- Type: Formation
- Underlies: Hueco Group
- Overlies: Lead Camp Limestone, Bishop Cap Formation
- Thickness: 200–2,640 ft (61–805 m)

Lithology
- Primary: Shale
- Other: Sandstone, limestone

Location
- Coordinates: 33°14′17″N 106°40′42″W﻿ / ﻿33.23806°N 106.67833°W
- Region: New Mexico
- Country: United States

Type section
- Named for: Panther Seep
- Named by: Kottlowski et al.
- Year defined: 1956

= Panther Seep Formation =

Geologic formation in New Mexico, US

The Panther Seep Formation is a geologic formation found in the mountain ranges of south-central New Mexico. It preserves fossils dating back to the late Pennsylvanian to early Permian.

==Description==
The formation is highly variable in lithology, consisting of interbedded black to reddish sandy, silty, or calcareous shale; brown to olive calcareous siltstone, brown to gray calcareous arkosic sandstone; gypsum; and gray argillaceous to silty limestone. It varies in thickness from 200-2640 feet. It overlies the Lead Camp Limestone or Bishop Cap Formation and is overlain by the Hueco Group.

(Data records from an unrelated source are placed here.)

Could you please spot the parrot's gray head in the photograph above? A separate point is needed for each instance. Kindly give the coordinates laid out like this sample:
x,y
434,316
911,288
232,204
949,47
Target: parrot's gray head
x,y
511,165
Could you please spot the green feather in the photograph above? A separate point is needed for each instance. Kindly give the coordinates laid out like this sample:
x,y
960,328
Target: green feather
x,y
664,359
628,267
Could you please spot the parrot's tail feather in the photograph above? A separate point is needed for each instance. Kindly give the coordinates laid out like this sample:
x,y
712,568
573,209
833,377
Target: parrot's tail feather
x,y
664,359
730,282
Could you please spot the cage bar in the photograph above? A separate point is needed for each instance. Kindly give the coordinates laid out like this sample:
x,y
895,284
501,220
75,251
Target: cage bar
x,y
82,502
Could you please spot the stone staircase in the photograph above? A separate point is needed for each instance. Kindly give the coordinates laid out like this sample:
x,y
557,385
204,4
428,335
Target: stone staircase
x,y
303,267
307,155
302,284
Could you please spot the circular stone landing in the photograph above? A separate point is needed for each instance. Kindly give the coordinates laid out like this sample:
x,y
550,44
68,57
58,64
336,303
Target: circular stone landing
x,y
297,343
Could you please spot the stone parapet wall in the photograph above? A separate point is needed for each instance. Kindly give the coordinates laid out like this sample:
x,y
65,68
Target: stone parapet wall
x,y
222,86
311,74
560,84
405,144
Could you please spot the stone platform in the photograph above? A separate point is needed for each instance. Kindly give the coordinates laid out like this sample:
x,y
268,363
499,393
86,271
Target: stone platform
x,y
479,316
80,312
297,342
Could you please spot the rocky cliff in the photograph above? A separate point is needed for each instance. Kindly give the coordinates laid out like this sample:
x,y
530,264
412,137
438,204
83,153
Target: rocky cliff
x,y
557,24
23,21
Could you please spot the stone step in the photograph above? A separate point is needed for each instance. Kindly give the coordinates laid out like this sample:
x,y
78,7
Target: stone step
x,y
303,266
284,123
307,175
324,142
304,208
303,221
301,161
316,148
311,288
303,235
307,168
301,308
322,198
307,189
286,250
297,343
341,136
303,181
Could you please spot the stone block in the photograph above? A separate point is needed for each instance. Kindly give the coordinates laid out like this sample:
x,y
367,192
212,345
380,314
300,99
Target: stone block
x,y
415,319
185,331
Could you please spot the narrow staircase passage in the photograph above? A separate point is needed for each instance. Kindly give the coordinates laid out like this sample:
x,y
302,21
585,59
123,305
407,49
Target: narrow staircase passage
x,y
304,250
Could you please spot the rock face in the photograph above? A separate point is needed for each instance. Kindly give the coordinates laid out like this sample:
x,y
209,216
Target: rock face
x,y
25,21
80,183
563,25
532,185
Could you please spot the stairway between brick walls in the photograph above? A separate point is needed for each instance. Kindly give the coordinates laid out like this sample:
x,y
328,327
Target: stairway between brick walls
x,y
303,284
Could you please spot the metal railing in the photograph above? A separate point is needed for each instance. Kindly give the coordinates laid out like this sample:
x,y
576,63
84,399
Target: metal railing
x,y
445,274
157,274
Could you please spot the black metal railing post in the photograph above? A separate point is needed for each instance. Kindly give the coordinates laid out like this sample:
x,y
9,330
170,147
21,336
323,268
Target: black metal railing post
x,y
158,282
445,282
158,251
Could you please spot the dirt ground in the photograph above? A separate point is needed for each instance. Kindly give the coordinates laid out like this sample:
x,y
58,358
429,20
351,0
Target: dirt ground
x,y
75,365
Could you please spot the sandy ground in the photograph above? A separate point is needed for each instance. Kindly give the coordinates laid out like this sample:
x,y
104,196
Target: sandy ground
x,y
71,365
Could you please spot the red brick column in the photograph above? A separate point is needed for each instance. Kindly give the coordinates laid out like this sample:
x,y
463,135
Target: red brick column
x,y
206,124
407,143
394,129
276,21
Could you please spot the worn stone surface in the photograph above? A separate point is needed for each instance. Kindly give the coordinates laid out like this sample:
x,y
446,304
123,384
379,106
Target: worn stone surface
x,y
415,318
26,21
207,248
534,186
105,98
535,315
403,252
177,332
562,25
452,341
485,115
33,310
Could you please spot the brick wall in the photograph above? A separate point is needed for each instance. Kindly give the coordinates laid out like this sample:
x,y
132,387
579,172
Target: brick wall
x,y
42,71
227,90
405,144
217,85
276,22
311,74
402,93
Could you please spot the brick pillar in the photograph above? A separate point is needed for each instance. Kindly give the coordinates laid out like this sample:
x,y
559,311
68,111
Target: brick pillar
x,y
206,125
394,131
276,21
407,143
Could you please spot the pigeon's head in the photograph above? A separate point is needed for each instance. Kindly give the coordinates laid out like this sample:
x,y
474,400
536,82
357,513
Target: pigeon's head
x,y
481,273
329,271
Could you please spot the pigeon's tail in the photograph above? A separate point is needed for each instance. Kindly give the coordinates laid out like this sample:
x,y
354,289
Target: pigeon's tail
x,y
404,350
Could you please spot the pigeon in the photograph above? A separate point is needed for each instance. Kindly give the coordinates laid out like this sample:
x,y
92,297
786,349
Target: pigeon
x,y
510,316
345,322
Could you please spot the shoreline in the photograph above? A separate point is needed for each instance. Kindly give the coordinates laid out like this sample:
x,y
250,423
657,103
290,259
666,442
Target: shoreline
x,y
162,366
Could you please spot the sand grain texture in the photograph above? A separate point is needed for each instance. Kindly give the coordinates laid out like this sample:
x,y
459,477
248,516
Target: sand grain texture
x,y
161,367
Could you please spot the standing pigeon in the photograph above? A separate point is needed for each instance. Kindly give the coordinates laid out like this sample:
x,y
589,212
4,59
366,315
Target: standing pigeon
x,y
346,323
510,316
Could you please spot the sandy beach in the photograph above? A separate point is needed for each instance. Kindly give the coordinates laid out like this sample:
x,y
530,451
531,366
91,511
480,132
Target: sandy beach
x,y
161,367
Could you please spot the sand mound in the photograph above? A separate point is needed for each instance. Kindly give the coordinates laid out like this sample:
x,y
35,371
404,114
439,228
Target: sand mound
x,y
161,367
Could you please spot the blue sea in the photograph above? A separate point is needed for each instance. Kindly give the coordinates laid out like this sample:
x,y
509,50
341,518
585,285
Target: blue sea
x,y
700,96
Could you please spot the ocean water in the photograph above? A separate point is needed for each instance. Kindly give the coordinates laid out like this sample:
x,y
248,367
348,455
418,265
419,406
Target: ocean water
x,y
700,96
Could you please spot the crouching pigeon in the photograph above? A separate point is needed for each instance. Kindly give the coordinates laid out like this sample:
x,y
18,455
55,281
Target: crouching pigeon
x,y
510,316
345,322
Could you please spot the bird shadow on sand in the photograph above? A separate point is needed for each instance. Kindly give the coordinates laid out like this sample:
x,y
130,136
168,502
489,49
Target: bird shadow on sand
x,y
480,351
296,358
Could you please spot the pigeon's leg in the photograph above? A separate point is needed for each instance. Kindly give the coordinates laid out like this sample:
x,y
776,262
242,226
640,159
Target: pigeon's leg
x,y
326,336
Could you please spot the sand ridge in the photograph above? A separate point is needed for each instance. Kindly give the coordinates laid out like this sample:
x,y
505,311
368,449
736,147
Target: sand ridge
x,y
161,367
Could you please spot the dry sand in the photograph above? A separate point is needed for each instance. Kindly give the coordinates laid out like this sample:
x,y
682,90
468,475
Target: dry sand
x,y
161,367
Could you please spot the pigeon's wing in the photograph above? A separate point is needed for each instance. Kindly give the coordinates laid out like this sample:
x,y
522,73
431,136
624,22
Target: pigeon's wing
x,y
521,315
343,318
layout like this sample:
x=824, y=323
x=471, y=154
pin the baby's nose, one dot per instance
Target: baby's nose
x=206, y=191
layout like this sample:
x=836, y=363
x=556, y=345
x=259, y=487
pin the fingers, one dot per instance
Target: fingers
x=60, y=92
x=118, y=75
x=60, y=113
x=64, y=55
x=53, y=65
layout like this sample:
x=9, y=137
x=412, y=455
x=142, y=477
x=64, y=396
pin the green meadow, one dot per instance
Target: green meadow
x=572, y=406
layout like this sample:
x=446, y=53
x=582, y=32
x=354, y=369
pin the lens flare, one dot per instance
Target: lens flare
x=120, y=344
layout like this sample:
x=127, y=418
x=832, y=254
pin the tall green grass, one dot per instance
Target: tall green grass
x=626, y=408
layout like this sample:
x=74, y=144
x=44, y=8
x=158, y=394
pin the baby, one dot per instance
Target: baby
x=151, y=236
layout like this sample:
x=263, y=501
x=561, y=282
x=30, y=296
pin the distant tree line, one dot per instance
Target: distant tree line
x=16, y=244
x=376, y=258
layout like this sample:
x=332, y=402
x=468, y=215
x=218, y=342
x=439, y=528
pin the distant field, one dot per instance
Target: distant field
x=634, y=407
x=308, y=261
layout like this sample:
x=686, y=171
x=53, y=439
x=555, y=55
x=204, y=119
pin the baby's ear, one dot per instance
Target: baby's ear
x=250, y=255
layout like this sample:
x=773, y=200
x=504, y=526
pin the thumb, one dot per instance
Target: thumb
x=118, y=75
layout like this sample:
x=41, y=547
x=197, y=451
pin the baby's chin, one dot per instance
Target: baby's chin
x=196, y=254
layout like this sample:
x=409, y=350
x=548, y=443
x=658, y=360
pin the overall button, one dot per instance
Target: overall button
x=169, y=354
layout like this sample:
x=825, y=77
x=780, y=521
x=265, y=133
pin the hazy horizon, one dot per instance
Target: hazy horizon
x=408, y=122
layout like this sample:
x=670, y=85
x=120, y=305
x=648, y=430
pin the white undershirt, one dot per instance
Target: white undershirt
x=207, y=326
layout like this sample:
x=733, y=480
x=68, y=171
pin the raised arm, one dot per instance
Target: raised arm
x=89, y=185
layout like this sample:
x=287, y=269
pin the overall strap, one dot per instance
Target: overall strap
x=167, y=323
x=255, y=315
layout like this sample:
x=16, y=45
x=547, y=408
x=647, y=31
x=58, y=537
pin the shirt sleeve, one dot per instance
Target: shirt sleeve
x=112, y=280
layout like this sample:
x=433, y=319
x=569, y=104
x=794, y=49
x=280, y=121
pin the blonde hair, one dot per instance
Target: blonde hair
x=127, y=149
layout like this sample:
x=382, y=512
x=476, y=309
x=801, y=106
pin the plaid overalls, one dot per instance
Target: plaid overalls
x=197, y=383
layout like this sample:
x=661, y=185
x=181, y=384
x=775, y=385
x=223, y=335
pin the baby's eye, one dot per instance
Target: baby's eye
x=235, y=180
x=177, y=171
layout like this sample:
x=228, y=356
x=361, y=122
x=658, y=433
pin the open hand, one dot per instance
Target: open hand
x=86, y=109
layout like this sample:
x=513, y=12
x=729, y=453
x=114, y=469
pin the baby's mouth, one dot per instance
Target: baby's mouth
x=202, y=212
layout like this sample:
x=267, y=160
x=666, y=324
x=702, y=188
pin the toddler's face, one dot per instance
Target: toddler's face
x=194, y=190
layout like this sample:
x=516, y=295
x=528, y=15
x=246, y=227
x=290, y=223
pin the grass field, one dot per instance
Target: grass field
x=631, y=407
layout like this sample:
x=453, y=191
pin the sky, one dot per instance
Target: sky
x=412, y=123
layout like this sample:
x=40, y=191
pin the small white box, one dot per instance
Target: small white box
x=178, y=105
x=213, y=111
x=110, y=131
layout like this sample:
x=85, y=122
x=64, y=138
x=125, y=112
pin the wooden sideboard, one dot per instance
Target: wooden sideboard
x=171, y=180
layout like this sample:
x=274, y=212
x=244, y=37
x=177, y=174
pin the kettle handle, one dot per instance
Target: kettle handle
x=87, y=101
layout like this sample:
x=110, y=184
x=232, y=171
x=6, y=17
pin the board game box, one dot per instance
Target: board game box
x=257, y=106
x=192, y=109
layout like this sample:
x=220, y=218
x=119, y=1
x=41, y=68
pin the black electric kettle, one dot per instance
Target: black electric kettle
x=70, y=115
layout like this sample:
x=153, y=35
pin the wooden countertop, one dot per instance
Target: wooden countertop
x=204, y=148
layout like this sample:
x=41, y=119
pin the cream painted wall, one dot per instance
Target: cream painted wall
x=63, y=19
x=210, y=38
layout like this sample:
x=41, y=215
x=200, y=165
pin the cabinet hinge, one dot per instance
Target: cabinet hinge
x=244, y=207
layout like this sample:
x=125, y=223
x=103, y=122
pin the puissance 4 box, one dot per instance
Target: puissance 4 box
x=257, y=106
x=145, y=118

The unit likely correlates with Bar B Formation in the Caballo Mountains and the Holder Formation in the Sacramento Mountains.

==Fossils==
The formation includes patch reefs and numerous fusulinids of Virgilian (Gzhelian) age. The formation also contains algae and some invertebrate fossils typical of the Virgilian. The lower beds may be Missourian (Kasimovian) in age while the uppermost beds may be Wolfcampian (Cisuralian) in age.

==History of investigation==
The formation was first defined by F.E. Kottlowski and coinvestigators in 1956, who divided it into informal upper and lower members.